Libraが最初にローンチされたときのパートナーラインナップ

しかし、リブラが決済環境を変える可能性があると誰もが想像していたとき、規制当局はそれほど感心していなかった。彼らはフェイスブックの野望を認めず、リブラがドル、さらには米国、特に「インターネットのいじめっ子」と呼ばれている巨大企業フェイスブックに与える影響を懸念していた。つい最近まで、Facebook のデータ漏洩と選挙操作のためのデータ使用の影響は依然として続いており、規制当局はかつて誇り高き大企業であった同社に軽蔑の目を向けていた。

その結果、リブラのローンチから4か月以内に議会は3回の公聴会を開催し、フェイスブックの創設者マーク・ザッカーバーグ氏もプラットフォームと規制当局の間の緊張を調停するために公聴会に自ら参加しなければならなかったが、効果はなかった。ザッカーバーグ氏は規制当局に対し、リブラにはさまざまなKYC(ユーザー認証)とユーザー保護策が講じられると誠実に伝え、リブラは米ドルの保護と強化であるとさえ述べたが、規制当局はそれを真剣に受け止めなかった。公聴会での質問からも、規制当局の不安が伺える。データを操作してきた歴史を持つ企業として、30億人の決済データを自社の手に握っているとしたら、誰が安心できるでしょうか?

規制当局の圧力により、PaypalやeBayなどの複数のパートナーがスーパーリーグから撤退し、Libraはホワイトペーパーを改訂せざるを得なくなり、最初に単一のステーブルコインのアンカーを導入し、その後、規制遵守を最大限にするために名前をDiemに変更して米ドルのみにアンカーしました。結局、状況がどれだけ悪かったとしても、規制は Facebook が望んでいたものを実現することには失敗した。

ディエムは依然として持ちこたえるのに苦労しているが、自社の取り組みは依然として「巨大かつ素晴らしい機会」であるとの声明を発表した。しかし、内部関係者によると、ディエムは長い間、名ばかりの「ゾンビ組織」であったという。彼らには成功する可能性はないのでしょうか?実際にはそうではありません。非常に小さいので、無視できるほど小さいのです。
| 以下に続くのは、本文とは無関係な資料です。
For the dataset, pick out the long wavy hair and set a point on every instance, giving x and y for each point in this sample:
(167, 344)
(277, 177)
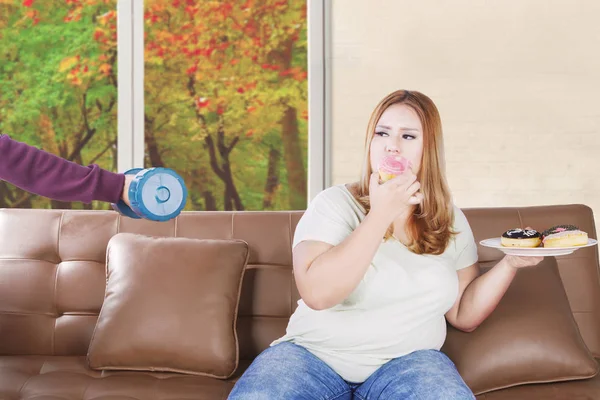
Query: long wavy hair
(429, 226)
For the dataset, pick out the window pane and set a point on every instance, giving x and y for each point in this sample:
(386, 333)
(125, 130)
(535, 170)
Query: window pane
(58, 84)
(226, 100)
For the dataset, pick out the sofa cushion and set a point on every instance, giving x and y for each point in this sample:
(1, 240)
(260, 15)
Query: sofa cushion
(531, 337)
(170, 305)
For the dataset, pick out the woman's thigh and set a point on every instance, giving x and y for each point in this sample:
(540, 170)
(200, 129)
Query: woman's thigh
(423, 375)
(289, 372)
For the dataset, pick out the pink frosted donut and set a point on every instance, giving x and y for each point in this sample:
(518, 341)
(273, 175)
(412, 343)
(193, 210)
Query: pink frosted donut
(392, 166)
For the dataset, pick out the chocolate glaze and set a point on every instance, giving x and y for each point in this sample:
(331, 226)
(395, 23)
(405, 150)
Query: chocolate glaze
(521, 233)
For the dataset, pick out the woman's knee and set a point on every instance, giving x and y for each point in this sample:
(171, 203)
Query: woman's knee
(423, 374)
(286, 370)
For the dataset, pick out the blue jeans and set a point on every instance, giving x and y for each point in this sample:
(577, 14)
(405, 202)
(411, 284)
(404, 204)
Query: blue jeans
(289, 372)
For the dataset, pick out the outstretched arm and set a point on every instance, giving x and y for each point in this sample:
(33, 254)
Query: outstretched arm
(48, 175)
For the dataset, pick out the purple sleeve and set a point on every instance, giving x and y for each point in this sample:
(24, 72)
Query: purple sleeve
(48, 175)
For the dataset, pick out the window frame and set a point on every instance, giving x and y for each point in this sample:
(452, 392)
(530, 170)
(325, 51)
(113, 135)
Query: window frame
(130, 53)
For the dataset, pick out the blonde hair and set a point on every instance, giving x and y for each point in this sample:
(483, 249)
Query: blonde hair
(430, 224)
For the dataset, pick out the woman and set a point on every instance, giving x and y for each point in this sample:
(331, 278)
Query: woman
(373, 312)
(45, 174)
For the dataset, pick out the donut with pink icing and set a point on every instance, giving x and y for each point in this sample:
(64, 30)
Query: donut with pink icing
(564, 236)
(392, 166)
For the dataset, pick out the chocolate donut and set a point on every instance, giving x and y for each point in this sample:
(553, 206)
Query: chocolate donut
(521, 238)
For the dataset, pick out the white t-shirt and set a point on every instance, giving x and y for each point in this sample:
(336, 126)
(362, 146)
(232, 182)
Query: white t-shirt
(397, 308)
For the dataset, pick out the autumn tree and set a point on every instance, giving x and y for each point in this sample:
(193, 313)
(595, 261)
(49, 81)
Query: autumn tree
(241, 69)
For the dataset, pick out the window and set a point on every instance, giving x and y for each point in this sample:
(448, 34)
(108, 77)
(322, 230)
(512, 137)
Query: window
(217, 90)
(59, 84)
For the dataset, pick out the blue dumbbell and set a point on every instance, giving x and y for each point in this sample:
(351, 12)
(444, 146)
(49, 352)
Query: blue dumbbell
(157, 194)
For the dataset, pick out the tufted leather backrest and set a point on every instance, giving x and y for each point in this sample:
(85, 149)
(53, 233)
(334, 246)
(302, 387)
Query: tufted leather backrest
(52, 270)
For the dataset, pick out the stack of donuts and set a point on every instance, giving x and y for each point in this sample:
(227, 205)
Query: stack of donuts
(557, 236)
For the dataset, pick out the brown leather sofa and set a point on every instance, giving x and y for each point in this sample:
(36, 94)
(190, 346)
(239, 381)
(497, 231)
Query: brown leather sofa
(52, 281)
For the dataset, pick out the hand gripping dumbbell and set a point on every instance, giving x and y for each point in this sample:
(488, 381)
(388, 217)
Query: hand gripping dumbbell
(157, 194)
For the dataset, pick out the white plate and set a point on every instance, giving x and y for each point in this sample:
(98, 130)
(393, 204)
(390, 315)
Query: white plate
(534, 251)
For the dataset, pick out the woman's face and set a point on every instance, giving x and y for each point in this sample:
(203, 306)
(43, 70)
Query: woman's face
(398, 132)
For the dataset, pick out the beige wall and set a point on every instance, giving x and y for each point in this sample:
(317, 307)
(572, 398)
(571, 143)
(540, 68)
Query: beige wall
(517, 84)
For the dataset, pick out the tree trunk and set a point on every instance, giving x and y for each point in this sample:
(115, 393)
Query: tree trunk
(232, 198)
(292, 149)
(272, 182)
(151, 145)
2020年9月、Diemの共同創設者であるモーガン・ベラー氏が辞任を発表しました。 2021年3月、もう一人の共同創設者ケビン・ワイル氏が辞任を発表しました。そして2021年末には、フェイスブックの親会社メタの暗号通貨プロジェクトの責任者であるデビッド・マーカス氏も辞任することを選択した。世界的な規制強化により、これらのプロジェクトのリーダーたちは撤退を余儀なくされた。多くの退役軍人が去ったことで、ディエム氏の見通しも暗くなった。

FacebookがDiemをSilvergateに売却できるかどうかに関わらず、ステーブルコインベースの決済システムはもはやFacebookの優先事項ではないようだ。メタバースは、Facebook が現在、同社に対する世界の軽蔑的な態度を変えるために使用している新しいツールです。

2年半続いた壮大な世界的ステーブルコインプロジェクトが、正式に終了しようとしています。